Mr. Ayittey also called for greater involvement of traditional leaders and civil society in signing peace accords and in the effort to prevent the spread of HIV/AIDS and other deadly diseases.

Gerry Barr, President of Canadian Council for International Co-operation, an umbrella group of international NGOs, also testified before the committee, and said the transfer of funds from developed economies to the Third World is about $60 billion annually ­ not nearly enough. He agreed, however, that transparency in transferring cash is required to give it any impact. “Well used, aid is a boon. Badly provided, it is a curse,” he said.
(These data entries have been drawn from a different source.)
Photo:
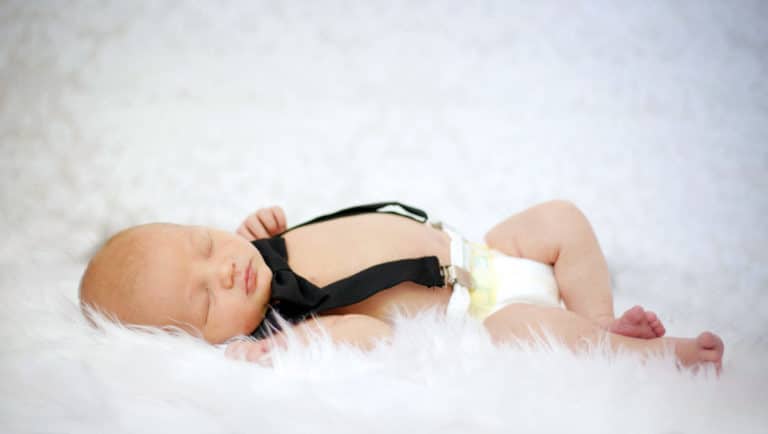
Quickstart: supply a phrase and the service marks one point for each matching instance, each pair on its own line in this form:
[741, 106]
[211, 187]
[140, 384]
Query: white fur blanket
[649, 115]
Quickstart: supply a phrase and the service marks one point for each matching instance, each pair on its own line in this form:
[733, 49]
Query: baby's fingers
[273, 219]
[254, 226]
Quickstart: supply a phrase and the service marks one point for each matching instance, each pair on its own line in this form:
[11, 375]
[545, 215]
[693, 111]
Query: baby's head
[199, 279]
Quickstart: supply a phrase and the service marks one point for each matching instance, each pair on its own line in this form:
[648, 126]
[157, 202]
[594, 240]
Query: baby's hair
[114, 271]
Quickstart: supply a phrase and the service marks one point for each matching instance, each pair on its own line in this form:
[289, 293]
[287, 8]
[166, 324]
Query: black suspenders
[380, 207]
[295, 298]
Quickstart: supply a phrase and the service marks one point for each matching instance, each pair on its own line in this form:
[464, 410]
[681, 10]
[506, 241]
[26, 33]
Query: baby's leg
[557, 233]
[521, 321]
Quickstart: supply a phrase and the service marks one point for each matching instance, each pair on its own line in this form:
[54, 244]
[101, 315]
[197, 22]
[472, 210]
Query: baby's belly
[326, 252]
[404, 299]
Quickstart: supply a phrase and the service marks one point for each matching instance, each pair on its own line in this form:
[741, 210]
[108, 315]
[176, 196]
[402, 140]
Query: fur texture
[649, 115]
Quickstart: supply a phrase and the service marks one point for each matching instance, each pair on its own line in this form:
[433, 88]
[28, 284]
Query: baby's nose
[227, 275]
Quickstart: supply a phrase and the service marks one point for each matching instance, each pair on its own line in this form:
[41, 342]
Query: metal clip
[449, 274]
[454, 274]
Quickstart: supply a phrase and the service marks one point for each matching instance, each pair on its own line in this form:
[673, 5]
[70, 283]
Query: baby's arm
[264, 223]
[362, 331]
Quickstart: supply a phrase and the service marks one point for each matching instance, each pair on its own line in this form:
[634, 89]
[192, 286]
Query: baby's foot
[638, 323]
[706, 348]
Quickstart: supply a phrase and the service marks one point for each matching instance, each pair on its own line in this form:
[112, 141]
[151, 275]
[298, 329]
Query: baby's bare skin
[554, 233]
[329, 251]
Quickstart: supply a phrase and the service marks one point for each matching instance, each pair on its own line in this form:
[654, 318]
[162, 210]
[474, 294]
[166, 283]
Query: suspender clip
[454, 274]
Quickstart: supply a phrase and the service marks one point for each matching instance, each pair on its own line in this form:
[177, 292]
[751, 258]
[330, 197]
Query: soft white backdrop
[651, 116]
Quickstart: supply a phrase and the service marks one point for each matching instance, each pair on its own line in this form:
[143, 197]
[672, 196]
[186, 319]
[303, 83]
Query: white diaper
[497, 280]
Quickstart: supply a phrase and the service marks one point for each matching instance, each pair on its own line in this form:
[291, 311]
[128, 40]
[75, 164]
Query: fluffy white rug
[649, 115]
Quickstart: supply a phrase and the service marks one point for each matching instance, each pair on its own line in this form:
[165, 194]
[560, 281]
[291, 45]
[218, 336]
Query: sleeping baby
[348, 272]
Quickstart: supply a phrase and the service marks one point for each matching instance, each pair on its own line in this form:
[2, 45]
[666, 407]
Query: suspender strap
[294, 298]
[396, 208]
[356, 288]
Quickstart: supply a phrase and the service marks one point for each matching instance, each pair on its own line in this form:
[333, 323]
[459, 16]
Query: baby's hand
[263, 223]
[252, 351]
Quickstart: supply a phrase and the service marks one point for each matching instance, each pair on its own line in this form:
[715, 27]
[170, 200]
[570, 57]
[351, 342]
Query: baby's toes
[655, 324]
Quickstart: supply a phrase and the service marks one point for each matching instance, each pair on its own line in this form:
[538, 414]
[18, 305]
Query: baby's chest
[326, 252]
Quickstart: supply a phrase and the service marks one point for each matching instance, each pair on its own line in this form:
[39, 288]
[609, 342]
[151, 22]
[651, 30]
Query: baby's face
[196, 278]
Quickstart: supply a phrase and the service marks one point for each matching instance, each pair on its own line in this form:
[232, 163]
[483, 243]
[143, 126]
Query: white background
[651, 116]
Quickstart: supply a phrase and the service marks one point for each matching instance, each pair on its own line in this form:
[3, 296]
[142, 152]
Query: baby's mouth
[248, 279]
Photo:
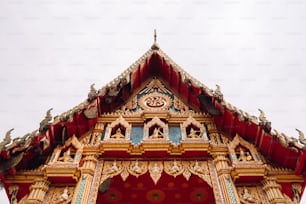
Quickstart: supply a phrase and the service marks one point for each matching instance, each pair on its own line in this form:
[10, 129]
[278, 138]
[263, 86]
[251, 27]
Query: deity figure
[155, 168]
[193, 133]
[244, 156]
[64, 198]
[175, 168]
[114, 168]
[118, 134]
[136, 168]
[156, 133]
[66, 157]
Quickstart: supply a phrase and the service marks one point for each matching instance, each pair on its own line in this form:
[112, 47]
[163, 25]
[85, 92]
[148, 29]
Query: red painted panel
[167, 190]
[266, 144]
[252, 131]
[165, 71]
[287, 189]
[184, 91]
[240, 127]
[175, 79]
[228, 121]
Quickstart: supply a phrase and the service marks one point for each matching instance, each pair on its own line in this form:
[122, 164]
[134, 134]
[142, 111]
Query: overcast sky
[52, 51]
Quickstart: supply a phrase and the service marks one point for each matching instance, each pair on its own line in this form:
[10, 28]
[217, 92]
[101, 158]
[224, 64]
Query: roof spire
[155, 46]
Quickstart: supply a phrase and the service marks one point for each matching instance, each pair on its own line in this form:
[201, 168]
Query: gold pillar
[83, 188]
[228, 188]
[273, 190]
[38, 191]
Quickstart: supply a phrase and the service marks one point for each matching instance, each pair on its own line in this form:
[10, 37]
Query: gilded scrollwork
[173, 168]
[192, 129]
[179, 105]
[137, 168]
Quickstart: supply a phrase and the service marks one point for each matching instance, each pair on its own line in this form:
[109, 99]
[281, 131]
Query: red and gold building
[154, 135]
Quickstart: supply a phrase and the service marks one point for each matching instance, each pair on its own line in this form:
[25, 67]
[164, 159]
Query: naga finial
[301, 136]
[155, 46]
[7, 139]
[155, 36]
[262, 117]
[92, 93]
[46, 120]
[218, 93]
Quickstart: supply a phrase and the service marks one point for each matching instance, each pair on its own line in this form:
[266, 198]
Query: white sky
[52, 51]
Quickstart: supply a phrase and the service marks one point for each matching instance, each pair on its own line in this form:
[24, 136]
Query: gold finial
[155, 36]
[155, 46]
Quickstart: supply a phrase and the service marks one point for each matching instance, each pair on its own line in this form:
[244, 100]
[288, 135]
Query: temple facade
[154, 135]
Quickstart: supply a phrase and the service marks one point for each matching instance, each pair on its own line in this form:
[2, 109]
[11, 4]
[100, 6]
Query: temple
[154, 135]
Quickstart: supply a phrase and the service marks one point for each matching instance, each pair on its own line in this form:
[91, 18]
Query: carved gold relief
[155, 101]
[155, 86]
[59, 195]
[179, 105]
[249, 195]
[242, 151]
[192, 130]
[119, 129]
[155, 169]
[155, 130]
[138, 168]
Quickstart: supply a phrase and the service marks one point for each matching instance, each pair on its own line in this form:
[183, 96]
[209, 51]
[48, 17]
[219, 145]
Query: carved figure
[157, 133]
[136, 168]
[175, 168]
[7, 139]
[66, 157]
[155, 168]
[92, 93]
[193, 133]
[197, 168]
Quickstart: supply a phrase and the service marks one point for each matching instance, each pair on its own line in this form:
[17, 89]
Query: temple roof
[154, 63]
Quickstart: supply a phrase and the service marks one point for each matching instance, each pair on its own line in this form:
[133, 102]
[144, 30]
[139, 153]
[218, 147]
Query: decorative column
[38, 190]
[228, 188]
[273, 190]
[82, 191]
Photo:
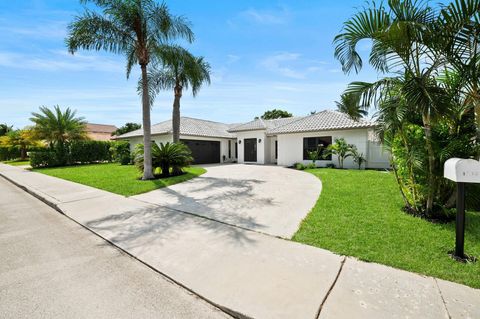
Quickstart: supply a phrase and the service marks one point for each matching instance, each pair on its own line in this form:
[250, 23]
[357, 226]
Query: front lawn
[17, 162]
[359, 214]
[116, 178]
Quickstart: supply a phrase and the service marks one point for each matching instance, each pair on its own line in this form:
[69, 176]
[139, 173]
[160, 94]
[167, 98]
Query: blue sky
[264, 55]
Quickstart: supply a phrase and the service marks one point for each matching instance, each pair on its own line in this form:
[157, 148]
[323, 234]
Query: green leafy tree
[179, 71]
[4, 129]
[128, 127]
[413, 44]
[169, 157]
[275, 114]
[358, 157]
[341, 149]
[135, 29]
[350, 104]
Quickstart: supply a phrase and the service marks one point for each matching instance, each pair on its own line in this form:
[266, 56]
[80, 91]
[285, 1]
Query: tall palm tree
[350, 104]
[460, 24]
[57, 127]
[179, 70]
[406, 44]
[134, 28]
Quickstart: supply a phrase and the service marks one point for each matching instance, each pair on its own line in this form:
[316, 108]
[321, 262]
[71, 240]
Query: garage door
[204, 152]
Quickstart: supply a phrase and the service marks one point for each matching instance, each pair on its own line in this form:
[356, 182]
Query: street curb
[228, 311]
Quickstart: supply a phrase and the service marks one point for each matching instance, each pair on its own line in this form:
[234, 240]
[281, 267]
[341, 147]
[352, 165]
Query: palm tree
[350, 105]
[166, 156]
[406, 44]
[20, 139]
[340, 148]
[460, 24]
[58, 127]
[179, 70]
[4, 129]
[134, 28]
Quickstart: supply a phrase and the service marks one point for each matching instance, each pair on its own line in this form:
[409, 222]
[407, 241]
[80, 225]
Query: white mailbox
[462, 170]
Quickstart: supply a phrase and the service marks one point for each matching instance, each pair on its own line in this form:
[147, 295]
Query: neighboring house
[282, 141]
[100, 132]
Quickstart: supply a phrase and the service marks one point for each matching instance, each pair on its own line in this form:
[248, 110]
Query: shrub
[121, 152]
[77, 152]
[9, 153]
[166, 156]
[299, 166]
[84, 152]
[44, 159]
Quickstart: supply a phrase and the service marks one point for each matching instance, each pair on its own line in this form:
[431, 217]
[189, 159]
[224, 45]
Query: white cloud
[266, 17]
[60, 61]
[277, 64]
[232, 58]
[292, 65]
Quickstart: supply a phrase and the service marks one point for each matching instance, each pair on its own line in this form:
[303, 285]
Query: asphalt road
[50, 267]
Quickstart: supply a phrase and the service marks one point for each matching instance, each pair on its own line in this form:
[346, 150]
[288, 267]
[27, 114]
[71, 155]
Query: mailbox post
[461, 171]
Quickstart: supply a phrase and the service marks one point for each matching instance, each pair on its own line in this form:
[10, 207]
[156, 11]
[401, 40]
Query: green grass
[116, 178]
[359, 214]
[17, 162]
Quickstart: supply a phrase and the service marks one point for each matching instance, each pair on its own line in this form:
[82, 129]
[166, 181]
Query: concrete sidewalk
[248, 273]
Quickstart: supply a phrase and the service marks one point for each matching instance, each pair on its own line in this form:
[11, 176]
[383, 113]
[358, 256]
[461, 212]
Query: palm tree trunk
[431, 163]
[176, 114]
[400, 185]
[147, 139]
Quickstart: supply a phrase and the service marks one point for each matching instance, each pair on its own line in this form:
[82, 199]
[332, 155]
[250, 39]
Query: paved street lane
[50, 267]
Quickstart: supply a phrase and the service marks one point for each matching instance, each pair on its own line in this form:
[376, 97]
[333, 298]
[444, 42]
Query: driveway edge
[43, 199]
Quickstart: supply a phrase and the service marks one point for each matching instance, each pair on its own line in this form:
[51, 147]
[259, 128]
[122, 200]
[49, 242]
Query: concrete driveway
[267, 199]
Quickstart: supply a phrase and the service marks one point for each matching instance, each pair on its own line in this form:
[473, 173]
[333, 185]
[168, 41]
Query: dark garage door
[204, 152]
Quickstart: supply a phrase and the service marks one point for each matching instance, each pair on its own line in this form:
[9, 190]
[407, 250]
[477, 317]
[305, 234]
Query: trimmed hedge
[13, 153]
[74, 153]
[83, 152]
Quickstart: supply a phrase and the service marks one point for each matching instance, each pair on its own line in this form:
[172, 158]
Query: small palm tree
[179, 71]
[166, 156]
[134, 28]
[350, 105]
[341, 149]
[358, 157]
[4, 129]
[20, 139]
[57, 127]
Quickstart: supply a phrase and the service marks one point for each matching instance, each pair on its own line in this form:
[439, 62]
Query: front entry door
[250, 149]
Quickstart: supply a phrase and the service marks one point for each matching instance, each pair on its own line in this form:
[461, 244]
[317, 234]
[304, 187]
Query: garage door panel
[204, 152]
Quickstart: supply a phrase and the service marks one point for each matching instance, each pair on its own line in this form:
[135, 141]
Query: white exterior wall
[271, 151]
[261, 148]
[290, 148]
[164, 138]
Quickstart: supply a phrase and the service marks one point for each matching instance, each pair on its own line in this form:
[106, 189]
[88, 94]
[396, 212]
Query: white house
[282, 141]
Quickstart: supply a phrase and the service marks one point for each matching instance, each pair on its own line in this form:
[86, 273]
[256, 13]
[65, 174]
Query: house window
[316, 143]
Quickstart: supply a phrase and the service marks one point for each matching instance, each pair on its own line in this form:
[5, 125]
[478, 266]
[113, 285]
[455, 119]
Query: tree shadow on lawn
[227, 200]
[153, 227]
[472, 228]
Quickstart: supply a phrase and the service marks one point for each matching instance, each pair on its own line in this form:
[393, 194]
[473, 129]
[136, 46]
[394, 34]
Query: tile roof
[100, 128]
[321, 121]
[188, 126]
[260, 124]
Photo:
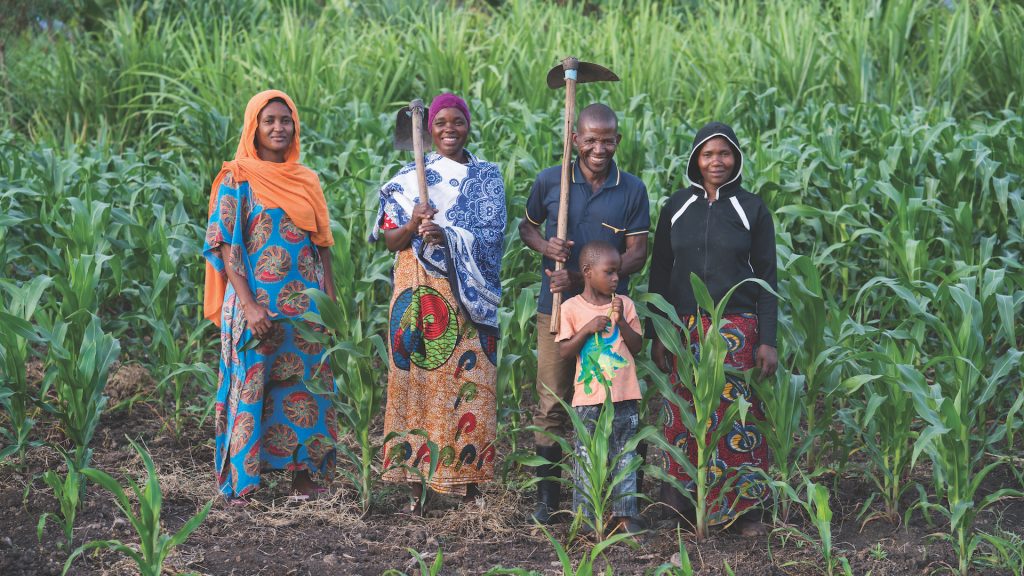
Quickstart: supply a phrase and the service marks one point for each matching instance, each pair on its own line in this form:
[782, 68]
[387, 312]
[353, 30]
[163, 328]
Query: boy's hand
[598, 324]
[616, 310]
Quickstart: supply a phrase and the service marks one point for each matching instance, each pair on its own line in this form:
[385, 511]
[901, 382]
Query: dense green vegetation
[885, 136]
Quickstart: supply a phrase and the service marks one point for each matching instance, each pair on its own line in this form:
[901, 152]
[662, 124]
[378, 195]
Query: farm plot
[884, 136]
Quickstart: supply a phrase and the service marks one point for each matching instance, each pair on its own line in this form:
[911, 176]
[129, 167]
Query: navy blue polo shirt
[621, 208]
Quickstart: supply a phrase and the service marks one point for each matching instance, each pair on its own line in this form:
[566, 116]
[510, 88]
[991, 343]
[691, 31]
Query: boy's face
[602, 276]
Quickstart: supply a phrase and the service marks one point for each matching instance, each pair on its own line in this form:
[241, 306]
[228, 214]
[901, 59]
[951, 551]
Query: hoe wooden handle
[416, 109]
[569, 65]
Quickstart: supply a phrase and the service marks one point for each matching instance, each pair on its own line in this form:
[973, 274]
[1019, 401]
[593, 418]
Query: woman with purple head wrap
[442, 337]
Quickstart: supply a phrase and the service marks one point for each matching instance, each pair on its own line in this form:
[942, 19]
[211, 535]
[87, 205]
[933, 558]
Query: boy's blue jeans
[624, 426]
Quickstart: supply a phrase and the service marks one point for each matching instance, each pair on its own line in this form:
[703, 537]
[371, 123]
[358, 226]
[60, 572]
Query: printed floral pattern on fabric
[742, 449]
[440, 380]
[266, 418]
[424, 328]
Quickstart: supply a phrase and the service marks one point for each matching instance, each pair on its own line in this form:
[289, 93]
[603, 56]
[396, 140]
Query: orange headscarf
[288, 186]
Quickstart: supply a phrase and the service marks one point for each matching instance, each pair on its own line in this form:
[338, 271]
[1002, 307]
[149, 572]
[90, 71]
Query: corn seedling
[78, 374]
[155, 544]
[68, 492]
[705, 378]
[957, 432]
[595, 470]
[783, 410]
[685, 568]
[815, 505]
[19, 304]
[588, 563]
[421, 561]
[353, 373]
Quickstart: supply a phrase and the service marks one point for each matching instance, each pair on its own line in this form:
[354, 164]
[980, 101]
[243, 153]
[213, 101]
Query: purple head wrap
[446, 99]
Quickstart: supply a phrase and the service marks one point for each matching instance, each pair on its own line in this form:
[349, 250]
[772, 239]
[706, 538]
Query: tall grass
[884, 136]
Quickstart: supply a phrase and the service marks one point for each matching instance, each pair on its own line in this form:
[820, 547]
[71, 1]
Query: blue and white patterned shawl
[470, 203]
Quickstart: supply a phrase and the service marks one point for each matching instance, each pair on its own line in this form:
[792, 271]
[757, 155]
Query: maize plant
[705, 378]
[19, 303]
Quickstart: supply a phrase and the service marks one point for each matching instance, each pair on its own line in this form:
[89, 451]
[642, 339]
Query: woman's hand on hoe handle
[258, 318]
[424, 225]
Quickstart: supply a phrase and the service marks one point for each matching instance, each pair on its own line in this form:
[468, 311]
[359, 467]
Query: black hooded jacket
[723, 242]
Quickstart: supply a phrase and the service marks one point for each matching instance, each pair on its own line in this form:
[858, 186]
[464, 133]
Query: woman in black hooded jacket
[725, 235]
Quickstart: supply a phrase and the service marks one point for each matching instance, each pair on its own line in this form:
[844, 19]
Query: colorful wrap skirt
[739, 453]
[440, 387]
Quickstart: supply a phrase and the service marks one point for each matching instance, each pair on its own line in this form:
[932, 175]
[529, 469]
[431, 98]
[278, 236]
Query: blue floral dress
[267, 416]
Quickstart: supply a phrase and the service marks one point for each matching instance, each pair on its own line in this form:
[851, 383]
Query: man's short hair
[597, 114]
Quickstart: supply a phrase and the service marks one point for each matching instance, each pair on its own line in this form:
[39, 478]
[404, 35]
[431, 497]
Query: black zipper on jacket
[707, 229]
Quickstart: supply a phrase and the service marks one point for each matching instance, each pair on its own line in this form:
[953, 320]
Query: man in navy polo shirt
[604, 204]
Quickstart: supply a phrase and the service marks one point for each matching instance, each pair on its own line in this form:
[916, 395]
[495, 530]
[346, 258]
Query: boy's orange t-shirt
[608, 357]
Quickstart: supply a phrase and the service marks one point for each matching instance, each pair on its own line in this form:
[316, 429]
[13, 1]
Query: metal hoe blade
[403, 128]
[587, 72]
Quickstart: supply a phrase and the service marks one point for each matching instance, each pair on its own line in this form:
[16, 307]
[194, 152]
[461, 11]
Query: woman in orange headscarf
[267, 240]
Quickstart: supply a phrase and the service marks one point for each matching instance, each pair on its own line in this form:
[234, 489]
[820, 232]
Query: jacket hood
[706, 133]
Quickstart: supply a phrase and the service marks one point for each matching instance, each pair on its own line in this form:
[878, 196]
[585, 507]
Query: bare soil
[273, 536]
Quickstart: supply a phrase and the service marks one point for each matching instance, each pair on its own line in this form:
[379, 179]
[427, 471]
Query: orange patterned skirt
[440, 387]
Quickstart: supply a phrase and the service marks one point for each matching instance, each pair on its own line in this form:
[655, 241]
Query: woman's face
[716, 161]
[450, 131]
[274, 130]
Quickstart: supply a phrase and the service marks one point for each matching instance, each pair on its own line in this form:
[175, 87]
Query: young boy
[601, 330]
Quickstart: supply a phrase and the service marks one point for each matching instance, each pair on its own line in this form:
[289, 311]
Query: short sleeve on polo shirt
[638, 214]
[536, 212]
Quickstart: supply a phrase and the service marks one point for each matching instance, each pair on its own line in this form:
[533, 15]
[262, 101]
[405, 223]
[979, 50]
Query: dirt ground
[275, 537]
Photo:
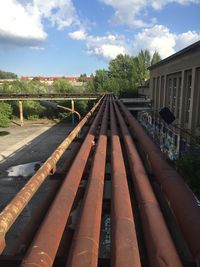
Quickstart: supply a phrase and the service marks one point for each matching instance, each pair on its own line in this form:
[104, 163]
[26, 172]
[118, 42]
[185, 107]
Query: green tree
[62, 86]
[5, 114]
[82, 77]
[7, 75]
[156, 58]
[141, 64]
[188, 167]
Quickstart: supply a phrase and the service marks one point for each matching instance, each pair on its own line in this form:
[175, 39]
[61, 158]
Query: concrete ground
[32, 143]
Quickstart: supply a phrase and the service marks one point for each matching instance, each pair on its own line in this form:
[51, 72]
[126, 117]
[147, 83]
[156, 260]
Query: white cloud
[129, 11]
[21, 23]
[78, 35]
[106, 47]
[107, 51]
[159, 38]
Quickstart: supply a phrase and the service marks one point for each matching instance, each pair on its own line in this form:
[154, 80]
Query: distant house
[74, 80]
[175, 83]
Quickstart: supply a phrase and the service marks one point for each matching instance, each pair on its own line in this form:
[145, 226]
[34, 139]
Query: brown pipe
[161, 250]
[18, 203]
[44, 247]
[84, 249]
[180, 197]
[124, 246]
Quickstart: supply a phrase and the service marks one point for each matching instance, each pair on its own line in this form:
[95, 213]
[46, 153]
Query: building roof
[180, 53]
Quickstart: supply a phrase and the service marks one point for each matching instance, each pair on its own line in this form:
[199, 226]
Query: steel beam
[44, 247]
[11, 212]
[124, 246]
[181, 199]
[84, 248]
[159, 249]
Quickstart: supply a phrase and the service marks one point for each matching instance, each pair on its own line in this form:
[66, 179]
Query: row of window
[169, 93]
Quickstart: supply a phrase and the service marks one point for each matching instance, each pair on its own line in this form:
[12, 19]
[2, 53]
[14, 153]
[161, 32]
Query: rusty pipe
[17, 204]
[124, 246]
[44, 247]
[180, 197]
[84, 249]
[161, 251]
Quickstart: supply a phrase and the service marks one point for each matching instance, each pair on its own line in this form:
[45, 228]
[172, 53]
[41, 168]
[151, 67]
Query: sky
[72, 37]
Panellist Ian Smillie, a widely respected international development expert, said global trade rules that encourage African entrepreneuralism – the real driver or long-term growth – must be part of the aid package. “Governance is very much a two-way street. If we expect Africans to take us seriously when we talk about corruption and good governance, then we need to look to ourselves in the North as well,” he said.